Perché si crede ci sia molta marginalità sull'espresso?

Molte torrefazioni negli ultimi quaranta anni si sono arricchite incredibilmente facendo leva sull'ignoranza del settore e del cliente. Hanno disinformato invece che informare per vendere prodotti indecenti comprati a prezzi irrisori. Il caffè è come l'olio, non come il vino: deve essere dell'ultimo anno per essere decente. Invece in Italia per la maggior parte si comprano lotti vecchi, si mischiano e miscelano per camuffare al meglio, si carbonizzano in fase di tostatura e poi lo zucchero fa il resto. Con marginalità per la torrefazione anche del 1000%.

A questo vanno aggiunti altri fattori

Retaggio culturale: una volta le licenze non erano libere, ogni bar, avendo meno concorrenza, faceva 5-6 chili al giorno di caffè. Ora con la liberalizzazione delle licenze, l'offerta è frammentata e a malapena si arriva a 2 chili per un bar medio buono. Di conseguenza non si abbattono più i costi come lo si faceva un tempo.

Velocità di consumo: facendo un paragone con i cocktail, negli anni siamo passati ad avere una marginalità infinitamente più ampia di quella del caffè perché i drink possono arrivare a costare anche 15 euro. Questo perché occupano uno spazio di tempo-consumo più elevato di un caffè e le persone sono disposte a pagare di più, per il tempo e non per il prodotto in sé. Stesso discorso si può applicare alla pizza: le persone spendono più facilmente 10 euro per una pizza (che tempo fa costava 6-7 euro) che 1,50 euro per un caffè.

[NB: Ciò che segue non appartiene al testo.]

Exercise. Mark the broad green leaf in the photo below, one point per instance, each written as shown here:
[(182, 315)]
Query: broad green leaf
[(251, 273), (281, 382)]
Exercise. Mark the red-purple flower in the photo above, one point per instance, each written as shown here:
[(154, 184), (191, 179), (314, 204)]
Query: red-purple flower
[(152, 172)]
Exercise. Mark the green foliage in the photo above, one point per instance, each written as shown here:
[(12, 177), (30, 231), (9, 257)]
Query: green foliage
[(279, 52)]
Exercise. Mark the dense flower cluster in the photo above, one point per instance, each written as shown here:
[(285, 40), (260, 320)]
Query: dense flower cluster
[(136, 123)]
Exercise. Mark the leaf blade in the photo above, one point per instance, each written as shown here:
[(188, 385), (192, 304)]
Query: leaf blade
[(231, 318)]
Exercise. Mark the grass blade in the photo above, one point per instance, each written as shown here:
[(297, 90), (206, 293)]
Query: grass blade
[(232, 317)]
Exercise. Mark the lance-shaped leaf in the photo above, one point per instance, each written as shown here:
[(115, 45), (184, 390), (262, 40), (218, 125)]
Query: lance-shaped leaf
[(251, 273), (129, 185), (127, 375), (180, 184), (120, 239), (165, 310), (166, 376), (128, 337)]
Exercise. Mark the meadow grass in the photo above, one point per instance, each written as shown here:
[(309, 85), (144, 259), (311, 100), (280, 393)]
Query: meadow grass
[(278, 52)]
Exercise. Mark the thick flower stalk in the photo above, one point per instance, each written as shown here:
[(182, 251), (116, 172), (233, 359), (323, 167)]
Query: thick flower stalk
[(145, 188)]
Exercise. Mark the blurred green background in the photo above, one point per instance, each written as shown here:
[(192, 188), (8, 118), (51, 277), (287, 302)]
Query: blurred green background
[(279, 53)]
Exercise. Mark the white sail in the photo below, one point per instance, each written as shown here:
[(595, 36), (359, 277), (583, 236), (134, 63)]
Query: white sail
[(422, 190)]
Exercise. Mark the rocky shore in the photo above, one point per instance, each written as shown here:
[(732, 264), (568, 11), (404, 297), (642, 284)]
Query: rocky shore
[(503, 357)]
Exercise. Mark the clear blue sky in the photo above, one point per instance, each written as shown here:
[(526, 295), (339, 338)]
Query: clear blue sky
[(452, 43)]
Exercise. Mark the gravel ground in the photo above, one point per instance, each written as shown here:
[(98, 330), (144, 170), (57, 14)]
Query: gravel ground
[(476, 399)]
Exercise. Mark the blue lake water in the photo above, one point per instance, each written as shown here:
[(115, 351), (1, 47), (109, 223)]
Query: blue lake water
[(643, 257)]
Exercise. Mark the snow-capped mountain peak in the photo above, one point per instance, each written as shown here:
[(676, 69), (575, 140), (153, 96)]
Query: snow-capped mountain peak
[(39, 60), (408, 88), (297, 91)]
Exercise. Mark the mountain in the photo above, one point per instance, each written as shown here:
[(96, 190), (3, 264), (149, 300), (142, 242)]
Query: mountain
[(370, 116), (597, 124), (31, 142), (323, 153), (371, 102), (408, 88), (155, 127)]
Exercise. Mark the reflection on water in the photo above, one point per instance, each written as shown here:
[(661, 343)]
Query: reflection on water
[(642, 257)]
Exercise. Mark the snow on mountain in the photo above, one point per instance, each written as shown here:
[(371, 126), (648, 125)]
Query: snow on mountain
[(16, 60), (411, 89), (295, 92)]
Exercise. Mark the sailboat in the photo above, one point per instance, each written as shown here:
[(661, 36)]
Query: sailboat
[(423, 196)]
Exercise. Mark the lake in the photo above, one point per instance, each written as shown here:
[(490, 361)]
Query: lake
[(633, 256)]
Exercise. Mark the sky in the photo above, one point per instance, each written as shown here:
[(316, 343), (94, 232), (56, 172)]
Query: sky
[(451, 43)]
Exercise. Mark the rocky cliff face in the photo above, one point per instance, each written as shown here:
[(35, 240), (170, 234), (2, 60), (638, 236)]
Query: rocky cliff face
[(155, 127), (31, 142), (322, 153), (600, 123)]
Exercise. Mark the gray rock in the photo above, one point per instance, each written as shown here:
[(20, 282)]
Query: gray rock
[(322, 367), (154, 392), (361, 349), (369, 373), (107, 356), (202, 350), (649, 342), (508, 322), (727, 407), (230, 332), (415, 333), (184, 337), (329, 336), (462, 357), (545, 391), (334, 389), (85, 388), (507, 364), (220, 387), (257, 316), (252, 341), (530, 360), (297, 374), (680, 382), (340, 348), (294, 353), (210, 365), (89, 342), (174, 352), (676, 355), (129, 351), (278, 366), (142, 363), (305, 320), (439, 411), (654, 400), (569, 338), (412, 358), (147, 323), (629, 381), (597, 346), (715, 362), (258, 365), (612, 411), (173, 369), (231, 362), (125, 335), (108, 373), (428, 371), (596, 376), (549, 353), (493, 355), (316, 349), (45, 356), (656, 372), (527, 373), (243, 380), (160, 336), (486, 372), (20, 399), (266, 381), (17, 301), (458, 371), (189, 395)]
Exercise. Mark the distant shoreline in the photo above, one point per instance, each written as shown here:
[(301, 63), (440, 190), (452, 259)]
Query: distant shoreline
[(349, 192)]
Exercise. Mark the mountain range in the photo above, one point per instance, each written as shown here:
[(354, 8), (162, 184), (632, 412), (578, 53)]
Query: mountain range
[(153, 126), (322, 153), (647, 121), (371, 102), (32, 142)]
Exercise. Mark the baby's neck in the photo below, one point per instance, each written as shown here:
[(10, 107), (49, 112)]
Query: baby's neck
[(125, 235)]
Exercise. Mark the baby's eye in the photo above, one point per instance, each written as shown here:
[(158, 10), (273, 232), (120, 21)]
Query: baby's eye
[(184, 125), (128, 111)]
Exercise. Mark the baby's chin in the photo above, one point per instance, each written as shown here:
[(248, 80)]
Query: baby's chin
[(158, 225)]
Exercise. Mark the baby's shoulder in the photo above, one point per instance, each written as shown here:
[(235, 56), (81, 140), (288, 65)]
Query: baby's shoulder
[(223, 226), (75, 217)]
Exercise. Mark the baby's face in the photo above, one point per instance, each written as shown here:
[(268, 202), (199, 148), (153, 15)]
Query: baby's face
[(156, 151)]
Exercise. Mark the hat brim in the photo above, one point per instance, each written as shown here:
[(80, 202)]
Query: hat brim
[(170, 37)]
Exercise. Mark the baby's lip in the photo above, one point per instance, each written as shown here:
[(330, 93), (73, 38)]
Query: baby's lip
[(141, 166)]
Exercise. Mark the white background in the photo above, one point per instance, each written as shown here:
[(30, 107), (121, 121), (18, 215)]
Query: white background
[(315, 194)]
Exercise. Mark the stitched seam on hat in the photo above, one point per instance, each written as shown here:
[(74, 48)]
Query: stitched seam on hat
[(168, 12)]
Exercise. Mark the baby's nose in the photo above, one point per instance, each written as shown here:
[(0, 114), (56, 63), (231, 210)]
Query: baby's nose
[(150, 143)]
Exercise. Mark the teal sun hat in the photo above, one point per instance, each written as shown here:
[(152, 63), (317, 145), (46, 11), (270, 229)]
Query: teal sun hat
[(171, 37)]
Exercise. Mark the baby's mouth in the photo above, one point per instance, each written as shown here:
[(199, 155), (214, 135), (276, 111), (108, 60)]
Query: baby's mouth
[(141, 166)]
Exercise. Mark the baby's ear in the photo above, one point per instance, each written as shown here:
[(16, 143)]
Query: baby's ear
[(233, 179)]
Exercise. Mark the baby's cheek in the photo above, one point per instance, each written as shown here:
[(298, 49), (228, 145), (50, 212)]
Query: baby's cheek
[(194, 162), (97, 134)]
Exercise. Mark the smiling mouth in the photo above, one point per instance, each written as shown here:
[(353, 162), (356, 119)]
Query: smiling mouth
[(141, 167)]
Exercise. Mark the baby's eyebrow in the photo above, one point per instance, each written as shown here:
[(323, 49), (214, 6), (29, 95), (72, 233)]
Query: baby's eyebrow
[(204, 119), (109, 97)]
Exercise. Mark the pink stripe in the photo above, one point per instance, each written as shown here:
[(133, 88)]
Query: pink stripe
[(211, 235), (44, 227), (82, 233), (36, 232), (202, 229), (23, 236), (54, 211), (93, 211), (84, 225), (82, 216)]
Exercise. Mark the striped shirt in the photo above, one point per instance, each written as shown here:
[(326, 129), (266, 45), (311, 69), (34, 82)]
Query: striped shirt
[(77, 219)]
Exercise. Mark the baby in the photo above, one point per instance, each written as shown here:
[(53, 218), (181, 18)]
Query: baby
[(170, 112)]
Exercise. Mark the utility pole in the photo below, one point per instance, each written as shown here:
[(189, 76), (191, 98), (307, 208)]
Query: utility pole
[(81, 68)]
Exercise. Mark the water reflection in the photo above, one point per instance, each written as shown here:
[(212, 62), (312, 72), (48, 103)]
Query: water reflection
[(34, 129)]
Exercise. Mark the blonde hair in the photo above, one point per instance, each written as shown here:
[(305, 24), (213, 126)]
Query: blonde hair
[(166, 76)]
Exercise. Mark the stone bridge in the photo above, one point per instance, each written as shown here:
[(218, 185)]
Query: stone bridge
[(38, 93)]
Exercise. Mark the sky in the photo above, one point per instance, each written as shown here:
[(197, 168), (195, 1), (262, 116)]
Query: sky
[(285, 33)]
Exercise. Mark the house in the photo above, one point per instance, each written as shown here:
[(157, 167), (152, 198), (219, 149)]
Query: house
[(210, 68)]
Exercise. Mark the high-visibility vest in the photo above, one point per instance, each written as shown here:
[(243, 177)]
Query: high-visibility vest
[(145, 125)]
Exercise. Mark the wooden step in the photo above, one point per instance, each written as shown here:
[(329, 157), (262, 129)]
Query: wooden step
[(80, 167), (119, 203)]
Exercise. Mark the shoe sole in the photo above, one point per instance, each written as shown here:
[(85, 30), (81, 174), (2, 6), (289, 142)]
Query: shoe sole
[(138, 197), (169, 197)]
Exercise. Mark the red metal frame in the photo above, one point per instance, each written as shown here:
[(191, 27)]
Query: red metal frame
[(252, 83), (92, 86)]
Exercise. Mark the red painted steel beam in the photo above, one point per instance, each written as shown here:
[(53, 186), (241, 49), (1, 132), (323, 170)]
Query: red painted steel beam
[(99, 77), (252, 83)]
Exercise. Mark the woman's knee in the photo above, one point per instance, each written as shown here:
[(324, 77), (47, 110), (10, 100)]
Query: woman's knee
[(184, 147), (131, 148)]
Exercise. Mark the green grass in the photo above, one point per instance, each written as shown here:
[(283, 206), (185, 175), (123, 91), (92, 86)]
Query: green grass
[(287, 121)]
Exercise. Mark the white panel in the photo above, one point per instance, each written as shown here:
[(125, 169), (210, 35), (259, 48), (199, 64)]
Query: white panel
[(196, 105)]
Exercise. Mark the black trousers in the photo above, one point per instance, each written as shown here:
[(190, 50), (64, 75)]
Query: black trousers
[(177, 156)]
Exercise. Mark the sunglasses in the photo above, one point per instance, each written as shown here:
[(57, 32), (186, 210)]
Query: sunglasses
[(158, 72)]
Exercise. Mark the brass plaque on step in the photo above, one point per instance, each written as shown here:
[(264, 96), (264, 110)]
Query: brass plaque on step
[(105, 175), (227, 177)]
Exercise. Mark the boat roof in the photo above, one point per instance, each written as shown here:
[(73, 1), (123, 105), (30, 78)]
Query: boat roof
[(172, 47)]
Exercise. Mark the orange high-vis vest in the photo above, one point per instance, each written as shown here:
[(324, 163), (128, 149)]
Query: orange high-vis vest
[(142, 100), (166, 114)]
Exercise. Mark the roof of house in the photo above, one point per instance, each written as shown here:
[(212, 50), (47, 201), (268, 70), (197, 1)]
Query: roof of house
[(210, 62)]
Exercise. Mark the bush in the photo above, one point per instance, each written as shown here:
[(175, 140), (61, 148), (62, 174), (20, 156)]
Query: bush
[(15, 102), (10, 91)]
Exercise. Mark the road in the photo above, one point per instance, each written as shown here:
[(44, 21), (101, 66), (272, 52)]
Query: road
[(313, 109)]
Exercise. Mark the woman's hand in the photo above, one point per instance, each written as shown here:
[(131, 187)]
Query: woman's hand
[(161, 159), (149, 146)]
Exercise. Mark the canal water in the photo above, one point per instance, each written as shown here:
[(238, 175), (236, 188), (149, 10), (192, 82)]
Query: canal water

Formazione media del barista bassissima: il bar, seppure sia un luogo legato alla ristorazione, per vari motivi è diventato un'attività che pur servendo cibo ha diminuito le proprie capacità professionali fino, in alcuni casi, a completamente non averne. La maggior parte dei baristi non sa cosa sia il caffè, non ha mai fatto un corso e non ha idea né delle varietà botaniche né dei terroir del prodotto che usa.

I caffè sono diventati il caffè: standardizzato e banalizzato il caffè non ha potuto giocare su nessun upselling. Anzi, fra tante schifezze, la più economica andava meglio.

Il lavoro in nero

Inoltre, va detto, c'è molto, anzi troppo lavoro in nero e gli stipendi della ristorazione sono troppo bassi a fronte di ore di lavoro esagerate. Andrebbe rivisto il contratto nazionale del lavoro per quanto riguarda la ristorazione, andrebbe premiato il lavoratore ma andrebbe dato modo all'imprenditore di gestire l'alta flessibilità del nostro lavoro e la grande forza lavoro che serve nel settore ospitalità. Un ristorante o un bar che si rispetti non ha mai meno di 10 dipendenti. Ma una tazzina di caffè con uno stipendio in nero o con uno stipendio a contratto ha costi molto diversi. Sono bravi tutti a fare il caffè a 90 centesimi e avere il personale tutto in nero. Non è corretto.